Putting The Brakes On

Today has been a battle between feeling the need to do nothing and rest and guilt for all the things I feel I should do. I can only liken it to feeling like I am spinning in my head and feeling lost.

I am a very visual person,  seeing figures and diagrams helps me to understand things more. I never fails to frustrate me how depression can make me forget my coping strategies. That and how each month I need to remind myself that they arrival of my period will make me feel low and tired. I couldn’t keep going over it all in the same confusion. I have done my scores with the PHQ-9 and GAD-7. The results are a relief as I am incredibly high for depression and low for anxiety. It explains and validates how I am feeling. Increased Depression has a correlation with low body image, bad sleep and increased binges. If my anxiety were to increase I would eat less and be more agitated but my body image wouldn’t be a problem.

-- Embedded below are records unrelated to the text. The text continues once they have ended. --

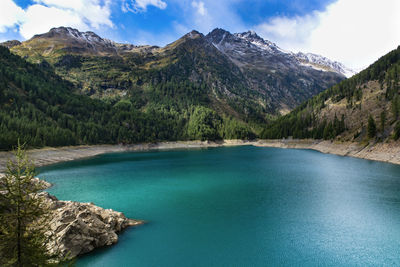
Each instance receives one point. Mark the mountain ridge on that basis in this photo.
(252, 87)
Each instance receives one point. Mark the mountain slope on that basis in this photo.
(39, 108)
(280, 76)
(360, 108)
(105, 69)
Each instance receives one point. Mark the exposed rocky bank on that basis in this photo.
(386, 152)
(79, 228)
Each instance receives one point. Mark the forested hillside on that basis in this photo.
(40, 108)
(364, 107)
(254, 85)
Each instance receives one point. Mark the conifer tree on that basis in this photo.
(24, 216)
(371, 127)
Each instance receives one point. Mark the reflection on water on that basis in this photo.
(240, 206)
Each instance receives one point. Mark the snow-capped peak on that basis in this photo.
(256, 40)
(323, 63)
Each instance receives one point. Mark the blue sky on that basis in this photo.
(355, 32)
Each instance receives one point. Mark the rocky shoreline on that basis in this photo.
(78, 228)
(81, 227)
(386, 152)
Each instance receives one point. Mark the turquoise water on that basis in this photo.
(240, 206)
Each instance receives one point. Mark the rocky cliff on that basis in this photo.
(79, 228)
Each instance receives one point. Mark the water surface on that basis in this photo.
(240, 206)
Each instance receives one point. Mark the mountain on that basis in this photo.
(280, 76)
(311, 60)
(251, 82)
(40, 108)
(362, 108)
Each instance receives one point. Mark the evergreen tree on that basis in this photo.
(383, 120)
(24, 216)
(371, 127)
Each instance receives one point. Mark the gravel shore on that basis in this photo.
(386, 152)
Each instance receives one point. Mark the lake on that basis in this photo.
(240, 206)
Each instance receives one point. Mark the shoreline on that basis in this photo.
(385, 152)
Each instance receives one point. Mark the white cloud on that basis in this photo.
(355, 32)
(141, 5)
(199, 6)
(39, 19)
(46, 14)
(10, 15)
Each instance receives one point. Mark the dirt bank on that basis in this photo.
(387, 152)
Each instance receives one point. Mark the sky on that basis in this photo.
(354, 32)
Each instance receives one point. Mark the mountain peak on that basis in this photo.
(194, 35)
(71, 33)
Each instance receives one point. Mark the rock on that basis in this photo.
(79, 228)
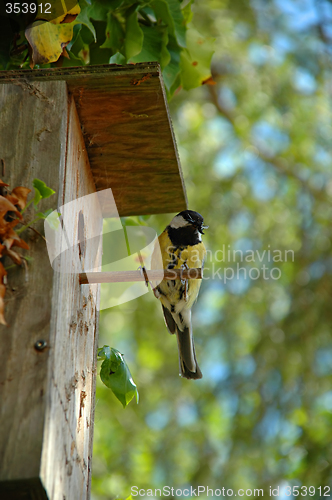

The last month has been very up and down so I have also scored myself for how I gelt over the previous four weeks. Putting this into a graph has made me feel a lot better. I can look at how my mood has changed regarding different emotions over a period of time. I intend to keep this up long term to identify patterns. Already comparing my results to my menstrual cycle has indicated a correlation. I am intrigued to see how it looks in another month. Hopefully this will help me to plan for down times accordingly.

In the shorter term I decided to write a list of things I need to do in order to try and stay as well as I can whilst my depression has become worse. Finding a balance is imperative! Too little and I feel lathargic and guilt.  Too much and I become stressed and magnify all my negative symptoms. I could go back and look at what I have written previously but i think it is better to look at what I need now. The list so far is:
– Do scores every two weeks
– Add data to graph
– Restart Overcoming Binge Eating programme
– Attend Eating Disorder Clinic and follow advice
– Listen to music daily
– Photography projects
– Go back to gym and do what feels fun with no agenda.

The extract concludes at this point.